First, it’s not entirely clear where the Falcon Heavy center core came from. SpaceX maintains several fragmented processing and storage facilities in hangars strewn throughout the Cape Canaveral Space Force Station (CCSFS), though SpaceX’s new HangarX facility – located within KSC ground – was presumably meant to organize booster and fairing storage, outfitting, and refurbishment under one roof.

Regardless, the new Falcon Heavy center core moved to HangarX on March 9th, 2022 was missing at least a few essential parts, suggesting that it could merely be headed there to be fully outfitted for an upcoming launch. However, it could also have been moved to HangarX for longer-term storage after waiting too long at a satellite storage facility. Due to seemingly unrelenting delays impacting at least three of several Falcon Heavy launches planned in 2022, SpaceX has been stuck shuffling more and more Falcon Heavy cores over the last six or so months.

Two new Falcon Heavy side boosters, September 2021. (Inspiration4)
USSF-44’s new, expendable Falcon Heavy center core, September 2021. Note the deployable arms, which the center core spotted in March 2022 lacks. (SpaceX)

As of September 2021, all three new Falcon Heavy cores meant to support USSF-44 – set to be the rocket’s first launch in more than two years – were already inside the integration hangar at Pad 39A, the only launch site able to support Falcon Heavy.

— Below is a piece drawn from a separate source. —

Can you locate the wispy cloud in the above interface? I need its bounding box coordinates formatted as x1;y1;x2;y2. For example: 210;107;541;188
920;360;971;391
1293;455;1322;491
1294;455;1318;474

Originally meant to launch in late 2020, both USSF-44 and USSF-52 have been more or less indefinitely delayed ever since. In September, USSF-44 – one or several geostationary US military satellites – was expected to launch as early as October 2021. Soon after, the launch was delayed to “early 2022.” As of March 2022, the US military now refuses to offer even a vague public estimate for the mission’s latest launch target.

Combined with a series of either two or three Dragon launches – all of which need Pad 39A – planned as early as late March, mid-April, and early May, it’s now all but guaranteed that Falcon Heavy will have to wait until May or June 2022 for its first launch since June 2019 – a staggering three-year gap. Due to those delays, SpaceX is currently juggling an unprecedented fleet of six (soon to be seven) unflown, ready-for-flight Falcon Heavy boosters on top of another dozen flight-proven Falcon 9 and Heavy boosters.

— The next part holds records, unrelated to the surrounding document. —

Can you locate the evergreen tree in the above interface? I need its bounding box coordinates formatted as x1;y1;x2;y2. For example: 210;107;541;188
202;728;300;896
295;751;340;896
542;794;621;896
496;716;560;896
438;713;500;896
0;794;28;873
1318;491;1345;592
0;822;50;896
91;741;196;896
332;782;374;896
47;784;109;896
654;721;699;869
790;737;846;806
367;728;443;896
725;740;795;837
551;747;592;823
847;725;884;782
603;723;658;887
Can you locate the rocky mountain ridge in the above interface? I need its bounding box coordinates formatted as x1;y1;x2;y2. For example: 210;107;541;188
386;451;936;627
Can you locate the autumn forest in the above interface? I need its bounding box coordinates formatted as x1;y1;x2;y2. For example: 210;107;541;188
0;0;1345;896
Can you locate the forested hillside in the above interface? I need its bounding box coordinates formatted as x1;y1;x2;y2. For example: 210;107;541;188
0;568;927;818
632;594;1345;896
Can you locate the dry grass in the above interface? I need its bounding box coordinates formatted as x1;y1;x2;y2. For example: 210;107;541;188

On top of the military’s USSF-44 and USSF-52 missions, both of which are now years behind schedule, satellite communications provider ViaSat also recently announced the latest in a long line of ViaSat-3 launch delays, pushing its Falcon Heavy launch from this spring to no earlier than “late summer” – i.e. late Q3 2022. Ironically, of Falcon Heavy’s near-term missions, only NASA’s Psyche spacecraft – designed to orbit and explore an exotic asteroid tens to hundreds of millions of miles from Earth – has survived the last year or two without a major launch delay. It remains on track to launch in August 2022.

In fact, given that there is apparently so much uncertainty surrounding USSF-44 and USSF-52 that the US military is no longer willing to offer any public schedule estimate, it’s starting to look likely that Psyche – barring its own delays – could launch before USSF-44, USSF-52, and ViaSat-3. If that’s the case, SpaceX has almost half a year to prepare for the launch and it would only make sense to move all Falcon Heavy cores to longer-term storage until schedule confidence improves.

Unfortunately, that means that until there are signs of tangible preparations or actual military payloads arriving at Cape Canaveral, it’s very likely that SpaceX will have to wait until August 2022 at the earliest for Falcon Heavy’s first launch in more than three years.